Ethics Approval and Consent to Participate
The study reports our results on improving the functioning of the Finnish health care. Therefore, according to the Finnish legislature, since we did not intervene with the actual treatment or personal care of the patients but rather with the actions of the different counterparts involved with the treatment and rehabilitation of the working-age patients back to work, we did not need to report to ethics committee of the General Hospital of Central Finland (IRB). However, anyhow our actions were viewed by the Ethics Committee of the Hospital District of the Central Finland, Jyväskylä, Finland.

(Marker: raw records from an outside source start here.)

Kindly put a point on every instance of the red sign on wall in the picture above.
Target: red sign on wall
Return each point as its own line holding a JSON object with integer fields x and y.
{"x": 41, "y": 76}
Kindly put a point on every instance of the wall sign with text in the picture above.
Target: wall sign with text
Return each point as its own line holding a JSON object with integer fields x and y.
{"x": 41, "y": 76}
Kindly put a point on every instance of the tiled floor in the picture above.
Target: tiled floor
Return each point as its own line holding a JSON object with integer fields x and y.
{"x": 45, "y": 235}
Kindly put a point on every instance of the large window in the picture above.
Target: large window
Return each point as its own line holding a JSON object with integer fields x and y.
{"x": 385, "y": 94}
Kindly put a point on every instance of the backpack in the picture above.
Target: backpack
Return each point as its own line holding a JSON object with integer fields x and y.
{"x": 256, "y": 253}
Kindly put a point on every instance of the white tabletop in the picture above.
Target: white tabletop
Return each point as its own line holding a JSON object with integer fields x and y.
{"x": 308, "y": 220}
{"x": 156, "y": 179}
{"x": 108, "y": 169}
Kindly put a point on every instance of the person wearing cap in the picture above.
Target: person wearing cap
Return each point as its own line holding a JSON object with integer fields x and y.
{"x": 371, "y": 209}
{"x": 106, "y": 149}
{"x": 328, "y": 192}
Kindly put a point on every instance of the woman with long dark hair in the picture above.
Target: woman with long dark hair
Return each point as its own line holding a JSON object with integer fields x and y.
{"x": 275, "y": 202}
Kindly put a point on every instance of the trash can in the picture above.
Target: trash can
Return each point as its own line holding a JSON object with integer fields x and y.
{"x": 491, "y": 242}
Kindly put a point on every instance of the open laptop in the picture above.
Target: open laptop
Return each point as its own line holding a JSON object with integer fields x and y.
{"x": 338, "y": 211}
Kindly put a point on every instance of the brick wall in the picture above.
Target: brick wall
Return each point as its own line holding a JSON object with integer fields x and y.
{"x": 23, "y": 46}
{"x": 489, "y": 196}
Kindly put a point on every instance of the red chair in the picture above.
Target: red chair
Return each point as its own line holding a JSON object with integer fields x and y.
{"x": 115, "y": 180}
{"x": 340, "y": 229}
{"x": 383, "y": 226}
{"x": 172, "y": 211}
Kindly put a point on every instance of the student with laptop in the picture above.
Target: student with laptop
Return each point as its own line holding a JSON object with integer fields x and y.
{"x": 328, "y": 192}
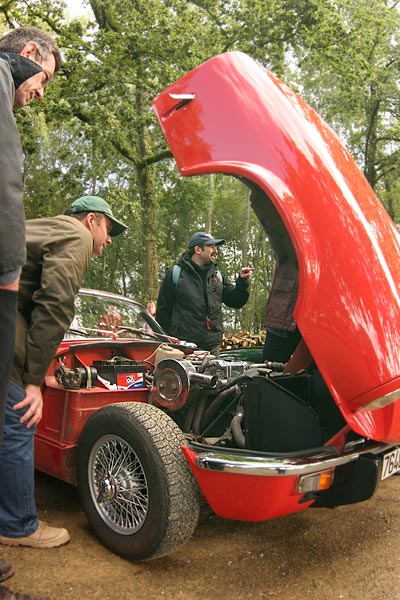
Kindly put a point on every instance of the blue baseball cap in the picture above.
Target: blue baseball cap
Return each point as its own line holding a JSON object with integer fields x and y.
{"x": 204, "y": 239}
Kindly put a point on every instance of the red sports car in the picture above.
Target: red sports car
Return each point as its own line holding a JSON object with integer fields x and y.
{"x": 146, "y": 425}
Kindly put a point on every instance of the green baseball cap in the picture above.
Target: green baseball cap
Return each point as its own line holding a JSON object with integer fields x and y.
{"x": 96, "y": 204}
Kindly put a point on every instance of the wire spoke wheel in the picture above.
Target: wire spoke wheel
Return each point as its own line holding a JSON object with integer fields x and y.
{"x": 134, "y": 483}
{"x": 118, "y": 484}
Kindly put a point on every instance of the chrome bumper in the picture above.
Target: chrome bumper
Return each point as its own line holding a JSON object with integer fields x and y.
{"x": 273, "y": 466}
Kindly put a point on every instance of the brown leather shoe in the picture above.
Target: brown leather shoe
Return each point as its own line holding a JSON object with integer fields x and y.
{"x": 44, "y": 537}
{"x": 6, "y": 569}
{"x": 6, "y": 594}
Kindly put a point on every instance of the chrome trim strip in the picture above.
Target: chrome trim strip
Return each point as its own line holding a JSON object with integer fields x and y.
{"x": 282, "y": 467}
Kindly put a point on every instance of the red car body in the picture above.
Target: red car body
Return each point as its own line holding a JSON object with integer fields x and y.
{"x": 232, "y": 116}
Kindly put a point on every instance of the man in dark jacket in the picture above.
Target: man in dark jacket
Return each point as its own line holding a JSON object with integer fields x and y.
{"x": 283, "y": 335}
{"x": 29, "y": 58}
{"x": 191, "y": 295}
{"x": 59, "y": 250}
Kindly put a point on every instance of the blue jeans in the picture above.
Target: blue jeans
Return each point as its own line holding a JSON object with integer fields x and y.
{"x": 17, "y": 481}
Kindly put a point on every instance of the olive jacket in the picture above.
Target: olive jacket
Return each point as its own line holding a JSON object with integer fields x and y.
{"x": 59, "y": 250}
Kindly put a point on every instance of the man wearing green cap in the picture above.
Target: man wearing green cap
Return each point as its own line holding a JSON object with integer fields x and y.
{"x": 59, "y": 250}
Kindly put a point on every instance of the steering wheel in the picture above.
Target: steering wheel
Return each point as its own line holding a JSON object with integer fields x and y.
{"x": 142, "y": 333}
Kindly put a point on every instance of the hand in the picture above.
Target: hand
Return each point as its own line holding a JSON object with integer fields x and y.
{"x": 12, "y": 286}
{"x": 245, "y": 272}
{"x": 34, "y": 401}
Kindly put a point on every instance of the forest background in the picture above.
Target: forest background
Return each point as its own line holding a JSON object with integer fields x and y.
{"x": 95, "y": 132}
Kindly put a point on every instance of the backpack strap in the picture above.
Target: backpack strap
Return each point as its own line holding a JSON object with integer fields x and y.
{"x": 176, "y": 271}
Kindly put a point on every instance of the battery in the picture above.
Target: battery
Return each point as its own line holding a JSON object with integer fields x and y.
{"x": 124, "y": 373}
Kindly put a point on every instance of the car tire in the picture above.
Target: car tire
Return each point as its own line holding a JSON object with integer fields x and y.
{"x": 134, "y": 483}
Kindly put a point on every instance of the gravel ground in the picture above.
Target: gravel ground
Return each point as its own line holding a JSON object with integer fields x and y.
{"x": 350, "y": 553}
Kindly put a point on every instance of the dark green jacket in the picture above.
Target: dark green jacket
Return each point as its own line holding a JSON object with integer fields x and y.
{"x": 59, "y": 250}
{"x": 191, "y": 309}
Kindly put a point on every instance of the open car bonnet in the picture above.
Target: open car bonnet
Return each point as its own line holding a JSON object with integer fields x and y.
{"x": 232, "y": 116}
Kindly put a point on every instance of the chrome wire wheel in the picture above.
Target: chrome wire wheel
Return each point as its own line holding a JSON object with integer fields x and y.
{"x": 118, "y": 484}
{"x": 134, "y": 483}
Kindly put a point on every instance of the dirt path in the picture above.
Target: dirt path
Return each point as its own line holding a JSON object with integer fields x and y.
{"x": 351, "y": 553}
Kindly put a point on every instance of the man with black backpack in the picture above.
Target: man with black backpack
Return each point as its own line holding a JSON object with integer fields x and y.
{"x": 193, "y": 291}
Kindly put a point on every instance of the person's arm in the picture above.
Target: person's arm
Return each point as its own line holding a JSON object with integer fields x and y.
{"x": 165, "y": 302}
{"x": 12, "y": 215}
{"x": 65, "y": 260}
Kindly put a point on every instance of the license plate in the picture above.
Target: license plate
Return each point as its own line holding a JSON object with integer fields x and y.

Availability of Data and Materials
The data for quantitative analyses contains information from the national hospital discharge register (in Finnish Institute of Health and Welfare, Helsinki, Finland/http://www.thl.fi/) and from the national register of social subsidies (Social Insurance Institution of Finland, Helsinki, Finland/http://www.kela.fi/). The prerequisite for the analyses of these data is the approval of the research plan and the corresponding permissions from the Finnish government offices.
Funding
This research was funded by the Finnish Ministry of Health and Welfare: Ministry of Health and Welfare: VN/24288/2020-STM-2.
Acknowledgements
This study required the commitment of all Finnish regions in the implementation of the new Return-to-Work process.